Mon aventure en Algérie a commencé avec le FIBDA en 2008, ou j’étais invité en tant que bédéiste, car mon album Pyramide de l’Ouest avait été sélectionné. Il y eut d’autres éditions du FIBDA auxquelles j’ai également participé. Grâce aux ateliers d’animations organisés par le FIBDA, j’ai découvert cette activité. De retour au pays, je décide de tout laisser tomber ainsi que mon boulot pour me consacrer uniquement à l’animation. C’est en tant que lauréat de la bourse de CulturesFrance en Art visuel en 2010 que j’ai obtenu une résidence de création en Algérie. J’avais pu nouer de bonne relation avec des Algériens, notamment la grande famille du FIBDA et le producteur de Dynamic Art vision, Djilali Beskri. Ce dernier m’a soutenu pour ma résidence de création en acceptant de m’offrir un stage dans son entreprise. Pendant ma résidence Djilali Beskri a flashé sur mon personnage de Papa Nzenu, le griot, et a décidé de le greffer à son projet de 52 contes Africains en film d’animation. D’où la naissance du concept « Papa Nzenu conte l’Afrique ». Je réalise le premier épisode de la série Le chasseur et l’Antilope et supervise les autres épisodes car chaque épisode doit être réalisé par un jeune réalisateur originaire du pays. Le projet est visible sur [http://papanzenu.blogspot.com].

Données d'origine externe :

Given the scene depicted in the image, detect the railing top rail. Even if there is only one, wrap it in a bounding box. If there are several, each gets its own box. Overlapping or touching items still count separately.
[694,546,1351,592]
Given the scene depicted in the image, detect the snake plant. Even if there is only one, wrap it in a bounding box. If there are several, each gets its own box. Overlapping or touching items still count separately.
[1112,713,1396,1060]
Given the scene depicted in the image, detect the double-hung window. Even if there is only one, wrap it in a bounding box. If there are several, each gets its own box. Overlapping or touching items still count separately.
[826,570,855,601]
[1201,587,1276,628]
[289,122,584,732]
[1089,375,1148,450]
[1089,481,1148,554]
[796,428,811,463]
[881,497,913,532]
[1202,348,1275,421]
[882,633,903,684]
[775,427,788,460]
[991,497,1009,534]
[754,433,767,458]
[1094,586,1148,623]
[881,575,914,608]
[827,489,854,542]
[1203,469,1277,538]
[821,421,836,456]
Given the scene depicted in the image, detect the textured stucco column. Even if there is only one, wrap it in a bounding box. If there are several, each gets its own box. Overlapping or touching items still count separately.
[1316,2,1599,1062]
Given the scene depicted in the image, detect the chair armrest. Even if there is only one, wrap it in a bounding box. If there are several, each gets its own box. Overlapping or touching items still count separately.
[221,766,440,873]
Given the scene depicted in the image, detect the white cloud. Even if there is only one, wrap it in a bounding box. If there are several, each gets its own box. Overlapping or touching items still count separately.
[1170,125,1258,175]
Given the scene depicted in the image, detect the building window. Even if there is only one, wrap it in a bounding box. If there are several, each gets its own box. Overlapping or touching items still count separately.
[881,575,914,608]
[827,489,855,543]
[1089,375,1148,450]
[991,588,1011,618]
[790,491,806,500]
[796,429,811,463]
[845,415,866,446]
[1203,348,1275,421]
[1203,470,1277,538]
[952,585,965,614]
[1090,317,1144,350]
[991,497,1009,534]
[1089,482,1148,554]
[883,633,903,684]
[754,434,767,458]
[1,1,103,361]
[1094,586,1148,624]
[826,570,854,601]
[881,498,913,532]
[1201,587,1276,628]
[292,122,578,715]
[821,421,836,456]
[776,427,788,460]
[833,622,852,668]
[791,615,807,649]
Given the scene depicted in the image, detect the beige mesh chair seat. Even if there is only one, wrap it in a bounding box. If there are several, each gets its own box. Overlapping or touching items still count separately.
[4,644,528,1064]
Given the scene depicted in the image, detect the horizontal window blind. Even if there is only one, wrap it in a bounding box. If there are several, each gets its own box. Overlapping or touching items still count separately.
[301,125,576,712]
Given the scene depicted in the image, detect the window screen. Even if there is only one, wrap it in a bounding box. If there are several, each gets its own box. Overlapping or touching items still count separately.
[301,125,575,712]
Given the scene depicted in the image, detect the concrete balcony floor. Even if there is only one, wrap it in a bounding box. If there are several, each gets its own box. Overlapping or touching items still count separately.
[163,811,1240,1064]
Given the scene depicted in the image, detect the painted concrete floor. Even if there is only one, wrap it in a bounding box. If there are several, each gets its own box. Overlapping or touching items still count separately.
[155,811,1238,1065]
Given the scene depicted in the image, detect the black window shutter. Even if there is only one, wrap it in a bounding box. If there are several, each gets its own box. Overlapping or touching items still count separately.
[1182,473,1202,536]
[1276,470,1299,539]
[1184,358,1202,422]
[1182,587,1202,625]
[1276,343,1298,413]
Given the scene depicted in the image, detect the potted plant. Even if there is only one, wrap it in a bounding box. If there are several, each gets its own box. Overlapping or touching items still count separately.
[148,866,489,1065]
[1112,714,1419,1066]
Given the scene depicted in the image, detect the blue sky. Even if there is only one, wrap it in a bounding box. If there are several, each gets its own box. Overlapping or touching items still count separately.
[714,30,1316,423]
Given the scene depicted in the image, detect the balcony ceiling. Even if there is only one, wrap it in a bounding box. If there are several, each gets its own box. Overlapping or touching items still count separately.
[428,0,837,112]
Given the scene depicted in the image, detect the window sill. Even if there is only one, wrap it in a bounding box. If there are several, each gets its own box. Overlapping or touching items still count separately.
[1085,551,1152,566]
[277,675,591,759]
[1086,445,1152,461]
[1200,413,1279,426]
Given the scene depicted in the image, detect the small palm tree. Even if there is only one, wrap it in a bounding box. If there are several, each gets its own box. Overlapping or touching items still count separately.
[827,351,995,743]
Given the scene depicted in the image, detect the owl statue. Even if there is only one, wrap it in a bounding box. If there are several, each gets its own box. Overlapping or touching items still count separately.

Parlez-nous de votre album La Pyramide de l’Ouest ?
Pyramide de l’Ouest est une histoire tirée de mythes et de réalités autour du peuple Bamiléké. Pour ce peuple aux origines controversées, il y a deux théories. La première dit qu’elle vient de la douzième tribu d’Israël et l’autre qui affirme qu’elle descend tout droit de l’Égypte pharaonique et présente de nombreuses similitudes entre la culture de l’Égypte pharaonique et celle des Bamilékés. J’ai donc opté pour la deuxième théorie où j’avais beaucoup plus d’élément sous la main comme des similitudes qui rendaient mon histoire beaucoup plus passionnante et me donnaient aussi la possibilité de la bourrer de fiction et d’action. C’est donc une histoire qui essaye de retracer l’origine égyptienne du peuple Bamiléké à travers une équipe de chercheur sur les traces de la dépouille d’un prêtre d’Égypte Thouthmôka. Leur recherche les mène donc en pays Bamiléké. Ils acquièrent la certitude que le peuple Bamilké tire ses origines d’Égypte mais semble l’ignorer pour la plupart. Ils engageront donc un jeune du nom de Kouamo (personnage principal) qui va les conduire à la vallée maudite, vallée crainte par tous les villageois. Là bas ils découvriront l’inattendu, une civilisation de l’époque de l’Égypte Pharaonique totalement coupée du reste du monde et une grande pyramide dans laquelle repose certainement la dépouille de Thoutmôka le Grand. C’est une très longue histoire prévue en 12 tomes mais qui peut aussi être déclinée en série.
Il s’agissait du premier album camerounais en couleur, comment a-t-il été reçu ?
Je travaille sur cette publication depuis très longtemps, un essai pas vraiment peaufiné a été publié dans le collectif Trait noir. Ensuite je l’ai réécrit pour le mensuel K-mer Komix, avant de l’éditer en couleur sur format A4 sous forme d’album. Il a été très bien accueilli, la preuve, je n’en ai plus un seul exemplaire ! Mais je me suis arrêté parce que je ne rentrai pas dans mes frais à cause du coup d’impression en quadrichromie. J’ai imprimé peu d’exemplaires, 250. En fait, je l’ai tiré pour le Festival International de BD d’Alger, en espérant trouver un éditeur ou avoir un contrat d’édition par la suite. Je l’ai vendu de la main à la main mais la plupart des gens me l’achetait plus pour m’encourager. On me donnait parfois jusqu’à mille dinar pour une BD à Alger pendant le festival ! Je ne m’en serai jamais sorti au Cameroun avec ce tirage qui était fait en laser couleur sur du papier glacé. Mon but était d’avoir une belle BD faite main pour séduire les décideurs du 9e art lors de grands événements autour de la BD.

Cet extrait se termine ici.